Copy the following files from the router to your client machine:

• /etc/openvpn/easy-rsa/pki/ca.crt
• /etc/openvpn/easy-rsa/pki/issued/client1.crt
• /etc/openvpn/easy-rsa/pki/private/client1.key

You can use scp or any other file transfer method to copy these files.

Step 5: Configure Your Firewall

To allow VPN traffic, you need to configure your firewall. Go to Network -> Firewall in LuCI. Add a new rule with the following settings:

• Name: OpenVPN
• Protocol: UDP or TCP (depending on your OpenVPN configuration)
• Source Zone: wan
• Destination Zone: Device (input)
• Destination Port: 1194 (or your chosen port)
• Action: Accept

This rule allows incoming OpenVPN traffic. You also need to configure port forwarding if your router is behind another NAT device. Forward the OpenVPN port (e.g., 1194) from the external IP address to your router’s LAN IP address.

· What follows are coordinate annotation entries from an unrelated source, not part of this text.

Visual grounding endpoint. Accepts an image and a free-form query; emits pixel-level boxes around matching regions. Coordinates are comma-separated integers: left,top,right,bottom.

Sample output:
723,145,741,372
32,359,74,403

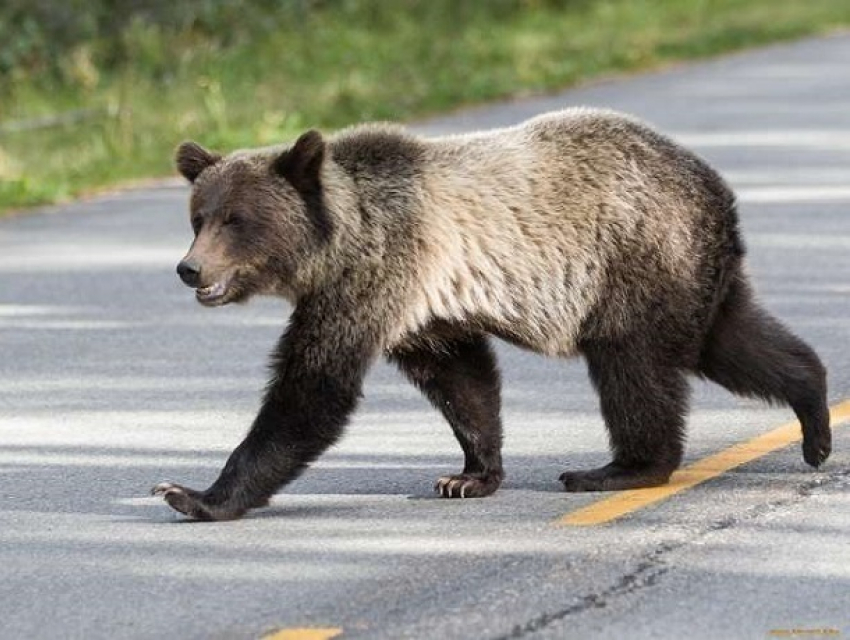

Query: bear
153,108,831,520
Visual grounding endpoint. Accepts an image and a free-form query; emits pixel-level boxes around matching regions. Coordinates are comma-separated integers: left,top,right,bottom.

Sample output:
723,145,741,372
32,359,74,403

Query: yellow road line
555,400,850,526
263,628,342,640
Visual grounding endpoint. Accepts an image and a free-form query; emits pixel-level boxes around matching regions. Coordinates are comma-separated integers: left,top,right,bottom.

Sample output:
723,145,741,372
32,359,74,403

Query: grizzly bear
154,109,831,520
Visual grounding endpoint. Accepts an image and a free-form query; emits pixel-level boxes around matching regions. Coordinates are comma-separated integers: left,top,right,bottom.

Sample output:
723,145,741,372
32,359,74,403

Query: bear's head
176,131,333,306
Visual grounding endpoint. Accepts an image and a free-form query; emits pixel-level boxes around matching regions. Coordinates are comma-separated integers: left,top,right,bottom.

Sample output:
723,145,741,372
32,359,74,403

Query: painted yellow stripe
555,400,850,526
263,628,342,640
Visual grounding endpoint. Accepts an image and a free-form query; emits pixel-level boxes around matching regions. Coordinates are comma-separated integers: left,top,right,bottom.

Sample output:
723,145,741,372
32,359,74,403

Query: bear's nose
177,260,201,287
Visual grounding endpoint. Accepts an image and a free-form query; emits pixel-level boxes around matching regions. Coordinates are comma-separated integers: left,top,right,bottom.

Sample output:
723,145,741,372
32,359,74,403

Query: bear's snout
177,260,201,287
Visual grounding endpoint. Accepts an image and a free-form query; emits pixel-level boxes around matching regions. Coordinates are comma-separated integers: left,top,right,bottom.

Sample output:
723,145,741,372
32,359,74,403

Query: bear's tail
699,269,832,467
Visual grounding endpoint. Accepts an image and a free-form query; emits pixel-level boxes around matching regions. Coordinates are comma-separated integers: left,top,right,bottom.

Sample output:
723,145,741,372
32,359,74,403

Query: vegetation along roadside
0,0,850,212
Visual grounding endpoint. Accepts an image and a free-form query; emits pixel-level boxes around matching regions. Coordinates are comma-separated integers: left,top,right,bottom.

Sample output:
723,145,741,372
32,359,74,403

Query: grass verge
0,0,850,212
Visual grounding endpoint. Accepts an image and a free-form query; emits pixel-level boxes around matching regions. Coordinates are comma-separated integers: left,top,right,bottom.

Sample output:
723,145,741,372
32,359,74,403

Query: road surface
0,35,850,640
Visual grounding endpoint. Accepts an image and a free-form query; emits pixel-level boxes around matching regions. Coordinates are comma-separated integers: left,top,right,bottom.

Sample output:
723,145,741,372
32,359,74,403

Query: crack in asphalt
492,470,850,640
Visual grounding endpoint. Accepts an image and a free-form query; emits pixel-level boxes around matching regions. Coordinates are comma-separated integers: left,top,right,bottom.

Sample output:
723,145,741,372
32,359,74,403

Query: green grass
0,0,850,211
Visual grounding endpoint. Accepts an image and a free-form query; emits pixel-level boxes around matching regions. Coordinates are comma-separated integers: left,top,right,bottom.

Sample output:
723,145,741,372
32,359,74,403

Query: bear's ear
272,129,325,193
174,142,221,182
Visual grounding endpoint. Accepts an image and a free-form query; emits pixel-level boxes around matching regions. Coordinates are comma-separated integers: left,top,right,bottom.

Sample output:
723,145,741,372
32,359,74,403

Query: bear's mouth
195,278,231,307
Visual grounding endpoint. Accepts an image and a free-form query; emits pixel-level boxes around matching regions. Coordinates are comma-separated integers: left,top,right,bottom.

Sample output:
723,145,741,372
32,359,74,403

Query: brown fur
158,109,829,518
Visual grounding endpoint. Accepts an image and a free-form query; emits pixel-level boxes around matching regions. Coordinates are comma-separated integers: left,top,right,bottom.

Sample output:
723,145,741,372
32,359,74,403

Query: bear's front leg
153,298,376,520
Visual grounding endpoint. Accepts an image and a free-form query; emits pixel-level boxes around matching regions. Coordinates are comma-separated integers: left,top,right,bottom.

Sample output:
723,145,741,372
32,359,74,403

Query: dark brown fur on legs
153,296,375,520
699,275,832,467
391,336,504,498
561,338,688,491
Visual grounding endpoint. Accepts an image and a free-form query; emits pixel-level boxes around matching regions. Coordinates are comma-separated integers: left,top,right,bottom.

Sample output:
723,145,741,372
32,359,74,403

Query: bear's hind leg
560,342,689,492
390,336,504,498
699,276,832,467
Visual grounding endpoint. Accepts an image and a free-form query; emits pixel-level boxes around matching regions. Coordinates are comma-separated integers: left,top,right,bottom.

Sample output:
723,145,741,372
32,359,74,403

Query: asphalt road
0,35,850,640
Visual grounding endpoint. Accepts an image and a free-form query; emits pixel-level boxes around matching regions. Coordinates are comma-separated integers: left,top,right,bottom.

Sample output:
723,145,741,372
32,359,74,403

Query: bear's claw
434,473,501,498
151,482,217,520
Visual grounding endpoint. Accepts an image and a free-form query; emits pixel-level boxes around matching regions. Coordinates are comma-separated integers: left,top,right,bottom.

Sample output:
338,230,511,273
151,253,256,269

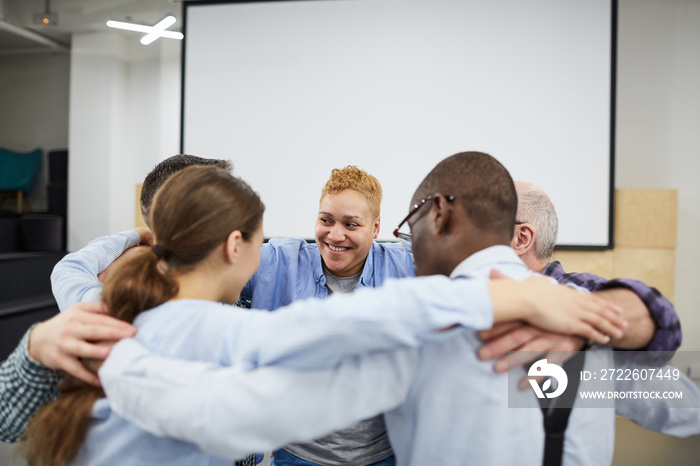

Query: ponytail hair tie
151,244,168,260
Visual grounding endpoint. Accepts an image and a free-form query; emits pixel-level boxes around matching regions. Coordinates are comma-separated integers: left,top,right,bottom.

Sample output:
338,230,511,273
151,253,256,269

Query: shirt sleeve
593,278,683,351
51,231,141,312
221,276,493,369
0,329,58,442
100,340,418,459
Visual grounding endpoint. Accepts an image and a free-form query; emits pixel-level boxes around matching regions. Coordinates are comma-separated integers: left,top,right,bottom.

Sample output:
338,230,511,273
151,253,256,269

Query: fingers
493,351,544,373
477,324,541,361
575,298,628,344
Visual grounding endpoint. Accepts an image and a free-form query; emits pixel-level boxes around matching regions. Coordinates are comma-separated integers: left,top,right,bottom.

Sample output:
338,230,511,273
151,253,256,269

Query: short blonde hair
321,165,382,219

Additionally, you might need to configure masquerading to allow VPN clients to access the internet through the VPN. Go to Network -> Firewall -> General Settings and make sure that masquerading is enabled for the VPN zone.

Step 6: Connect to the VPN

Now that everything is set up, you can connect to the VPN. Install an OpenVPN client on your device (e.g., OpenVPN Connect for Windows, macOS, Android, or iOS). Import the client configuration file you created earlier and connect to the VPN.

If everything is configured correctly, you should be able to connect to the VPN and access the internet through your router. Verify your IP address to ensure that you are using the VPN.

Troubleshooting

If you encounter any issues, here are a few things to check:

• Firewall Rules: Make sure your firewall rules are configured correctly.
• Routing: Ensure that routing is set up correctly, especially if you have multiple network interfaces.
• Logs: Check the OpenVPN logs for any errors. You can find the logs in LuCI under Status -> System Log.
• Client Configuration: Double-check your client configuration file for any typos or incorrect settings.
• DNS: Make sure your clients are using the correct DNS servers. You can configure DNS settings in the OpenVPN server configuration.

Conclusion

And that’s it! You’ve successfully set up an OpenVPN server on OpenWrt using LuCI. This setup provides a secure and private way to access the internet, protect your data, and bypass geo-restrictions. Remember to keep your keys and certificates safe and secure, and regularly update your OpenWrt firmware to protect against vulnerabilities. Enjoy your newfound privacy, and happy networking!